There’s something magical about creating desserts from ingredients no one expects. This cake is one of those surprises that makes you pause after the first bite, soft, sweet, and  so filling. But the best part? It’s made with red lentils. Yes, the same pantry staple you’d usually toss into a stew or curry becomes the star of a dessert so elegant and satisfying, you’ll wonder why you never tried it before.

 The result is a golden, slightly springy cake that slices cleanly and feels like a classic treat, but nourishes like a complete snack. This is the kind of cake that doesn’t weigh you down. It’s naturally gluten-free, refined-flour-free, and packed with protein from just a few wholesome ingredients. The berries add brightness and bursts of juicy sweetness in every bite.

But let’s talk about the real powerhouse in this recipe: red lentils. These tiny, coral-colored legumes are nutritional overachievers. A single serving provides a generous dose of plant-based protein, iron, folate, magnesium, and complex carbohydrates that digest slowly, which helps keep blood sugar levels stable and energy steady. Red lentils are also a wonderful source of soluble fiber, supporting gut health and digestion. And unlike many other legumes, they cook quickly and blend smoothly, making them an ideal base for everything from soups to — yes — desserts!

What makes red lentils especially valuable in a regular diet is how versatile they are. They’re gentle on the digestive system, naturally low in fat, and incredibly filling. For anyone managing iron deficiency, they offer a plant-based iron source that pairs beautifully with vitamin C-rich fruits (hello, berries!). Including lentils in your routine helps diversify your fiber intake, improves satiety between meals, and contributes to your intake of important micronutrients. If you’re looking for a new way to incorporate more iron-rich foods into your day without relying on meat or supplements, this cake might just become your go-to.

This isn’t just dessert — it’s nourishment disguised as indulgence. And once you’ve tasted it, you’ll never look at lentils the same way again!

Ingredients

  • ¾ cup (140 g) raw red lentils

  • 2 eggs (whites and yolks separated)

  • ⅓ cup maple syrup (or sweetener of choice)

  • ¾ cup (165 g) sour cream (or Greek yogurt)

  • 75 g melted butter (or substitute with avocado oil or coconut oil)

  • ½ tsp vanilla extract

  • ½ tbsp baking powder

  • Pinch of salt (for whipping the egg whites)

  • 100 g fresh strawberries, sliced

  • 75 g fresh raspberries

  • 70 g fresh blueberries

  • 1 tbsp powdered sugar (optional, for dusting after baking)

Directions

  1. Soak the red lentils for at least 4 hours at room temperature or overnight in the fridge.
  2. Rinse the lentils thoroughly under running water and drain them well.
  3. Separate the eggs, placing the whites and yolks into two separate bowls.
  4. Transfer the drained lentils to a mixing bowl or blender. Add the egg yolks, maple syrup, sour cream, and melted butter (or oil). Blend until the mixture is completely smooth and creamy.
  5. Stir in the vanilla extract and baking powder until evenly combined.
  6. In a separate bowl, whisk the egg whites with a pinch of salt until stiff peaks form.
  7. Gently fold the whipped egg whites into the lentil mixture in batches to keep the texture light and airy.
  8. Grease a large baking pan (about 37 x 25 cm) with oil and line it with parchment paper.
  9. Pour the batter into the pan and shake gently to spread it evenly (the batter should not exceed 1.5 cm in height).
  10. Scatter the fresh berries evenly across the top of the batter.
  11. Bake in a preheated oven at 350°F (180°C) for about 35 minutes.
  12. Allow the cake to cool for 10 minutes before slicing. If desired, dust with powdered sugar just before serving.

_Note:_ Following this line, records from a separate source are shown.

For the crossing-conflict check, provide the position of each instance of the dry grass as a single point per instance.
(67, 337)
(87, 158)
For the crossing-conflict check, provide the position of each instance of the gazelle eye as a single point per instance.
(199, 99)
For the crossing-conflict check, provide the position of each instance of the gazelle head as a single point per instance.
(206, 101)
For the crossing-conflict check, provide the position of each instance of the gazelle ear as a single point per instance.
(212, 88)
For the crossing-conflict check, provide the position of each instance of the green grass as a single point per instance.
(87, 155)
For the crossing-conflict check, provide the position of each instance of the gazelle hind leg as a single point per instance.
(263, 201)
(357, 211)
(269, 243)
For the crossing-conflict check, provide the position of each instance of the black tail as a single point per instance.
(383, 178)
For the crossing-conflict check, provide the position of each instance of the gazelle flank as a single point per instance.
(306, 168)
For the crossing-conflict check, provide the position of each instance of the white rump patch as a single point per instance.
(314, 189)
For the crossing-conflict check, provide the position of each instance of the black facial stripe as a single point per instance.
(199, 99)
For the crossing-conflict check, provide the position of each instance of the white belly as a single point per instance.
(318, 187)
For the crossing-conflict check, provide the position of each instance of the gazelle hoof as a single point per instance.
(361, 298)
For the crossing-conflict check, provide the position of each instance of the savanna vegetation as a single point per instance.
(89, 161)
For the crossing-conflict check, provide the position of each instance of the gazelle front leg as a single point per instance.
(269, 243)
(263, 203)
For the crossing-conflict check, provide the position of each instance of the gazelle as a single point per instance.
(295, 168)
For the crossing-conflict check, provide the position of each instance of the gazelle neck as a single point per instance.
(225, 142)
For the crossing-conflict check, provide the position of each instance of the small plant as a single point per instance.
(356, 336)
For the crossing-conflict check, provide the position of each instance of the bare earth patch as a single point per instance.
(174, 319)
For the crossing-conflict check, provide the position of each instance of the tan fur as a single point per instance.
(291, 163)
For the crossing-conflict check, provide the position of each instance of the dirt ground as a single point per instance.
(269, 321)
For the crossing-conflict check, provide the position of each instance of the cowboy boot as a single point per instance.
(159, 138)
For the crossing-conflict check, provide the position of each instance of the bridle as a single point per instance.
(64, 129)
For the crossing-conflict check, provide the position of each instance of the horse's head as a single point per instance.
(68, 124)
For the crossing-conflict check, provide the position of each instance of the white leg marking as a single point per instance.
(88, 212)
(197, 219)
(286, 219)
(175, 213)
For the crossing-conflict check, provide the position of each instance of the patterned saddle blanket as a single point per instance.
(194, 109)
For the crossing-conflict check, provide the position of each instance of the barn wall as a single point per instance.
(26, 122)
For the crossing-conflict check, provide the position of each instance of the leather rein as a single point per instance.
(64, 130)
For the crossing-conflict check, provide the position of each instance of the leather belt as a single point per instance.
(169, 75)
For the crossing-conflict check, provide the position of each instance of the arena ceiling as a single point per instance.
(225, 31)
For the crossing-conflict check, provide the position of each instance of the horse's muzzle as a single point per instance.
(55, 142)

Prep Time, Baking & Servings

  • Soaking Time: 4 hours

  • Prep Time: 20 minutes

  • Baking Time: 35 minutes

  • Servings: 10

Nutritional Information (Per Serving)

  • Energy: 197 calories

  • Protein: 6 g

  • Fat: 10.18 g

  • Carbohydrates: 21.57 g

  • Fiber: 2.3 g

Storage

  • Store in the refrigerator for up to 5 days.

  • Freeze individual slices for up to 1 month.

  • You can change the berry topping depending on what’s in season or your personal taste.

Dietary Notes

  • This recipe is naturally gluten-free.

  • Contains dairy and eggs.

  • Free from refined flour and can be made refined sugar-free with maple syrup.